Optimal control approach to solving the muscle redundancy problem. Code expanded on from the original SimTK project by Freidl De Groote, B.J. Fregly, Antoine Falisse, and Maarten Afschrift (located here: https://simtk.org/projects/optcntrlmuscle.) Additional software required as described in the included Manual. For a more detailed description of the general problem being solved, please refer to the associated paper:

Authors: Nick Bianco, Rachel Troutman, Chris Dembia

All examples within the Examples/SoftExosuitDesign subdirectory were created for the Stanford course ME485: Modeling and Simulation of Human Movement. A webpage containing results and analysis of this project can be found on the OpenSim documentation site: http://simtk-confluence.stanford.edu:8080/display/OpenSim/Simulation-based+soft+exosuit+design.
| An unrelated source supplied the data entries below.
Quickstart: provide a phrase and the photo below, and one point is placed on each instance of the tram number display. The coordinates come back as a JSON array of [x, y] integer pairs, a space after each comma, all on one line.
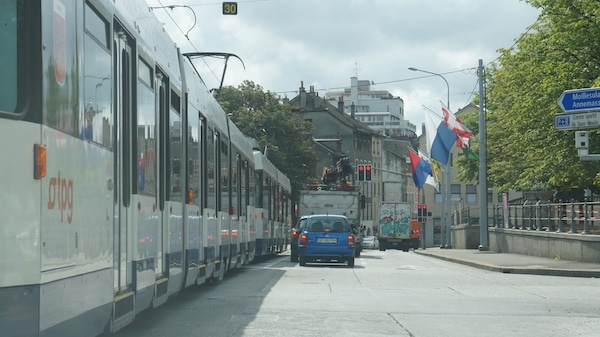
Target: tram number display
[[229, 8]]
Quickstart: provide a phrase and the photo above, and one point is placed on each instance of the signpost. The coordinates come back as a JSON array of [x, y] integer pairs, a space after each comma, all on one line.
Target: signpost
[[580, 100], [582, 111], [577, 121]]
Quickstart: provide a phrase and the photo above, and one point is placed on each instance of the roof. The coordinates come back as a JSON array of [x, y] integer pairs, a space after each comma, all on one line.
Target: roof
[[311, 102]]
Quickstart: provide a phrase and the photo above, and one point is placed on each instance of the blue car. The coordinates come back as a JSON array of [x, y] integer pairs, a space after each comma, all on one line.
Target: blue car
[[326, 238]]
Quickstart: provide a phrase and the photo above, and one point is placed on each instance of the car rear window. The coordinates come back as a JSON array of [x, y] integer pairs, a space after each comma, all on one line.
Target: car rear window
[[327, 225]]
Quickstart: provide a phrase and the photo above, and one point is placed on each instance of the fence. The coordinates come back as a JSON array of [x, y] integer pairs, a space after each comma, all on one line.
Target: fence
[[561, 217]]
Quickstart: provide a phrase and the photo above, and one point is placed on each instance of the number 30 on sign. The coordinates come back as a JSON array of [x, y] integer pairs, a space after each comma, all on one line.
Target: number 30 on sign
[[229, 8]]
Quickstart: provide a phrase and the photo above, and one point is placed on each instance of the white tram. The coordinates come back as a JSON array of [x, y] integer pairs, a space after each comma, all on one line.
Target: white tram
[[123, 179]]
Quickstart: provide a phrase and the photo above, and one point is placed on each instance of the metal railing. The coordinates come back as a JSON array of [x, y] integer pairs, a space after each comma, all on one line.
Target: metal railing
[[562, 217]]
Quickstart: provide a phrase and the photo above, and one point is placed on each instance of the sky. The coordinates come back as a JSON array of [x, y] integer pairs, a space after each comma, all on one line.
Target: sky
[[323, 43]]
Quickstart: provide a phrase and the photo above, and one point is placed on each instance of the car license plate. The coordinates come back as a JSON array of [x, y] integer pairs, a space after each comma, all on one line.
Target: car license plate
[[327, 240]]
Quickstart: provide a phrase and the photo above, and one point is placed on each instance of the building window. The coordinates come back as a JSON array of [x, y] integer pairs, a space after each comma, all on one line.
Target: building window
[[455, 192], [471, 194], [438, 197]]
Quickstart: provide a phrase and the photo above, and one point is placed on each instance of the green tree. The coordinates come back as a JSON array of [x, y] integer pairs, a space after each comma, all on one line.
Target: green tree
[[558, 52], [260, 114]]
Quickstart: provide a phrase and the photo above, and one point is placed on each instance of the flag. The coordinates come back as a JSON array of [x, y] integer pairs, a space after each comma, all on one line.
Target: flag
[[458, 127], [439, 137], [435, 179], [421, 169], [470, 154]]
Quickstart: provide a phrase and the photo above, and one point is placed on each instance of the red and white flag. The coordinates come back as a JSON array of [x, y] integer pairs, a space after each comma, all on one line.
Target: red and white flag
[[456, 125]]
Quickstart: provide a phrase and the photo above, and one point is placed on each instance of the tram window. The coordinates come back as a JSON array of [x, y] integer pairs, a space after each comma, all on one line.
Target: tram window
[[146, 132], [211, 188], [11, 25], [96, 116], [97, 27]]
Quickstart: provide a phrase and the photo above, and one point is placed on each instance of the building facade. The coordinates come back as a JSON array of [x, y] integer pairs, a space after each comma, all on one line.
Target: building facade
[[337, 135]]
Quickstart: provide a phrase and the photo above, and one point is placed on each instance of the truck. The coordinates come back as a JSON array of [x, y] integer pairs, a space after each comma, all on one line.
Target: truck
[[397, 228], [342, 200]]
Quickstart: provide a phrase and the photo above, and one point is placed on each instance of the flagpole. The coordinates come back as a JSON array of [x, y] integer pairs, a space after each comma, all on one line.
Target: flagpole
[[445, 228], [483, 216]]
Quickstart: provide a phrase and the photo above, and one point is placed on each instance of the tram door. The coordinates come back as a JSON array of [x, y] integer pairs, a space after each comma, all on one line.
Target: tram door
[[123, 77]]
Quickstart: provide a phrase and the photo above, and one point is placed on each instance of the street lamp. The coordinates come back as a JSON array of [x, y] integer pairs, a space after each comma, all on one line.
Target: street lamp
[[445, 182]]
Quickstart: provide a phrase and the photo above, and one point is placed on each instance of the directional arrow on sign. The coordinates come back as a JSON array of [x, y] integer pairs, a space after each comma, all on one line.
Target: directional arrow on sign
[[580, 100]]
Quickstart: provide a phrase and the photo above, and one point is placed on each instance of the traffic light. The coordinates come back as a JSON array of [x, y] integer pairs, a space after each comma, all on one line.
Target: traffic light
[[361, 172]]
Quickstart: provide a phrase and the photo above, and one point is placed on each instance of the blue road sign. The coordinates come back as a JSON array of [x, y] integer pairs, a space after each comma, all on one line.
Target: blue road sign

For this project, the following MATLAB m-files were either created or modified:

  1. Problem files These files call SolveMuscleRedundancy_lMtildeState to execute a particular predefined optimal control problem. If the examples included with the SimTK project run on your machine (i.e. OpenSim downloaded, GPOPS-II/Adigator installed, etc.), these examples should run out of the box.

Quinlivan2017.m -- This problem attempts to replicate the study in [2] using the Gait2354 default model and data set that is packaged with the OpenSim distribution.

HipAnkle.m -- This problem modifies the Quinlivan2017.m problem by optimizing for both the tradeoff between assistive moments at the hip and ankle and for the device control signal.

HipKneeAnkle.m -- This problem is similar to the HipAnkle.m problem, where now the optimization is free to choose assistive knee flexion or extension moments.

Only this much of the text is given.